Escoville is a commune in the Calvados department in the Normandy region in northwestern France, with a population of 803 people as of 2017.

==Geography==
Escoville is located 5 kilometers north of Troarn, 11 kilometers northeast of Caen, 14 kilometers south of Cabourg, and 35 kilometers from Deauville. Escoville is part of the urban area of Caen.

==Toponymy==
The name of the locality is attested in the form Scotvilla in 1101 (note AG according to the Red Cartulary of Troarn) ; Escoldivilla in 1109 (Dictionnaire topographique, according to the cartulary of Troarn) ; Scolvilla in 1156 - 1161 (act H 2, 169); Escotvilla in 1201 (AC,H 941) ; Ecovilla in 1128 (charter of Sainte-Barbe) ; Escovilla in 1208 (Charter of the abbey of Aunay).

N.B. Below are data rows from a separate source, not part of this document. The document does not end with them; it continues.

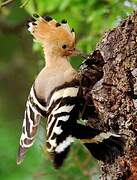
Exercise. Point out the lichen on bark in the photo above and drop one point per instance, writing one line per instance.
(114, 95)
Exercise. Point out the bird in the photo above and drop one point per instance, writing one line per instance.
(57, 95)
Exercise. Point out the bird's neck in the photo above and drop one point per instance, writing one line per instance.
(53, 60)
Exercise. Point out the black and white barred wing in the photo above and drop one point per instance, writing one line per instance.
(63, 112)
(33, 112)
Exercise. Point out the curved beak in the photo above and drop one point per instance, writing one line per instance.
(75, 52)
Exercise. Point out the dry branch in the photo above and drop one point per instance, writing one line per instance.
(114, 96)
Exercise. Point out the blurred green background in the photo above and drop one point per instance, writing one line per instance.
(20, 61)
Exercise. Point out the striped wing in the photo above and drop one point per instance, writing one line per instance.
(63, 112)
(33, 112)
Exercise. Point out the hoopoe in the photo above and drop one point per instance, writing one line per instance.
(56, 95)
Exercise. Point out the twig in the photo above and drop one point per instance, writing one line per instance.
(5, 3)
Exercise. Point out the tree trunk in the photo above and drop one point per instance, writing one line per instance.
(114, 96)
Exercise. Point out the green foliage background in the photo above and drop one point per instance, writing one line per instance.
(20, 61)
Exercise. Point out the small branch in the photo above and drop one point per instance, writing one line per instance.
(5, 3)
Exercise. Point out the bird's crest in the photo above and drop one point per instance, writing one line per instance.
(44, 28)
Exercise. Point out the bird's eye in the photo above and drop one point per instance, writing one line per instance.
(64, 46)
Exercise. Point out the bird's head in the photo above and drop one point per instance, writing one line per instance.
(55, 37)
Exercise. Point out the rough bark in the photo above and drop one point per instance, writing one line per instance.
(115, 95)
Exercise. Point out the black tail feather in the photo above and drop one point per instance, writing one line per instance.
(107, 150)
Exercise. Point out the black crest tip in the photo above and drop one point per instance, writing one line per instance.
(36, 15)
(58, 24)
(64, 21)
(48, 18)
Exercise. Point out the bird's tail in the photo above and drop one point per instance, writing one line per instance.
(104, 146)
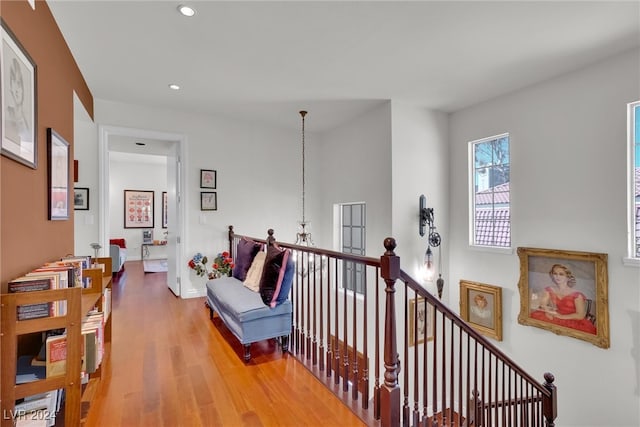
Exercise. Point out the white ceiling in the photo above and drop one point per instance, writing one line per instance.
(265, 60)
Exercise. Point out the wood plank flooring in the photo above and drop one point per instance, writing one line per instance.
(170, 365)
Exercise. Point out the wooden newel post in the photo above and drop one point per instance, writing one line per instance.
(550, 404)
(231, 234)
(390, 390)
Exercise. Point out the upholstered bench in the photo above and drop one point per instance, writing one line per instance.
(246, 315)
(254, 302)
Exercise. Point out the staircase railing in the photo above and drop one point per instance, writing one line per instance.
(356, 318)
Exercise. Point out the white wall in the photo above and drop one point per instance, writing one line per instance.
(257, 186)
(420, 163)
(351, 164)
(85, 150)
(143, 173)
(568, 183)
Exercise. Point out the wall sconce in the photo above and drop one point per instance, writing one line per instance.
(429, 271)
(433, 239)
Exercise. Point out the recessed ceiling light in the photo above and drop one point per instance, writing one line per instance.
(186, 10)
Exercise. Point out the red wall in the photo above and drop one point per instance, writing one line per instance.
(28, 238)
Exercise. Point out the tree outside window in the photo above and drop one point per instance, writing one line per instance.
(491, 225)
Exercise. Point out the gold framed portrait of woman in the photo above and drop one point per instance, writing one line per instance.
(481, 307)
(565, 292)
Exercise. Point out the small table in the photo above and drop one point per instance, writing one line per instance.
(144, 248)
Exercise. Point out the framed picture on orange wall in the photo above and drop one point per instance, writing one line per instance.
(138, 209)
(18, 87)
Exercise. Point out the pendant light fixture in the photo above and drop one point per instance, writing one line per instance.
(303, 237)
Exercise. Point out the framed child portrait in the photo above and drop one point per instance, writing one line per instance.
(208, 178)
(565, 292)
(421, 319)
(481, 307)
(208, 201)
(19, 104)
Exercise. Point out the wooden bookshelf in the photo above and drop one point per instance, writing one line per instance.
(79, 302)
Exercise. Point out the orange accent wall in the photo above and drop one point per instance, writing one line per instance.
(28, 238)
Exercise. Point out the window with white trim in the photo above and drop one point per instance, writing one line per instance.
(634, 179)
(490, 214)
(353, 233)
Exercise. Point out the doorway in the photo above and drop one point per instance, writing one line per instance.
(120, 140)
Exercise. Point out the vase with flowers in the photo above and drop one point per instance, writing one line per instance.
(222, 265)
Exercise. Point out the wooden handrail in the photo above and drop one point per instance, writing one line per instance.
(452, 376)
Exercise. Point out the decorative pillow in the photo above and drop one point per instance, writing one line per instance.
(252, 281)
(287, 281)
(272, 274)
(246, 251)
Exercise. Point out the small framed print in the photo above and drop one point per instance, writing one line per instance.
(481, 306)
(138, 209)
(208, 201)
(81, 199)
(421, 320)
(18, 98)
(58, 162)
(165, 209)
(208, 178)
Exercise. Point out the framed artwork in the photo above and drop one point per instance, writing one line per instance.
(138, 209)
(208, 178)
(81, 199)
(421, 320)
(147, 237)
(208, 201)
(58, 162)
(165, 209)
(18, 87)
(565, 292)
(481, 307)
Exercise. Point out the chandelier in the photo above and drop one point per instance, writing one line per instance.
(303, 236)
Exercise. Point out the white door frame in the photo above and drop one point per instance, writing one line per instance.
(104, 133)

Albert Dauzat and, following him, Ernest Nègre consider that the first element Escold- represents the Germanic personal name Ascald(us), variant form Ascolt, while there is no ancient form in As-. Furthermore, they did not know the first form Scotvilla, which is entirely compatible with the evolutions Escotvilla > Ecovilla (type scola > escole > école), but not really with *Ascaldvilla > Escoldivilla or *Ascoltvilla > Escoldivilla, we should end up in *Escauville in one case and *Escouville in the other. This is why François de Beaurepaire identifies the ethnic scot as "Scottish" (Scot as "the Scotsman" cf. surname Lescot, modern French l'Écossais).

Homonymy with Escoville (Seine-Maritime, Saint-Laurent-de-Brèvedent, Escoville par. de Saint-Laurent d’Esquetot, 1558). The name (E)scoville has evolved into the English last names Scoville (Anglo-Norman form), Scovill, Scoffield, Schofield, and Scourfield.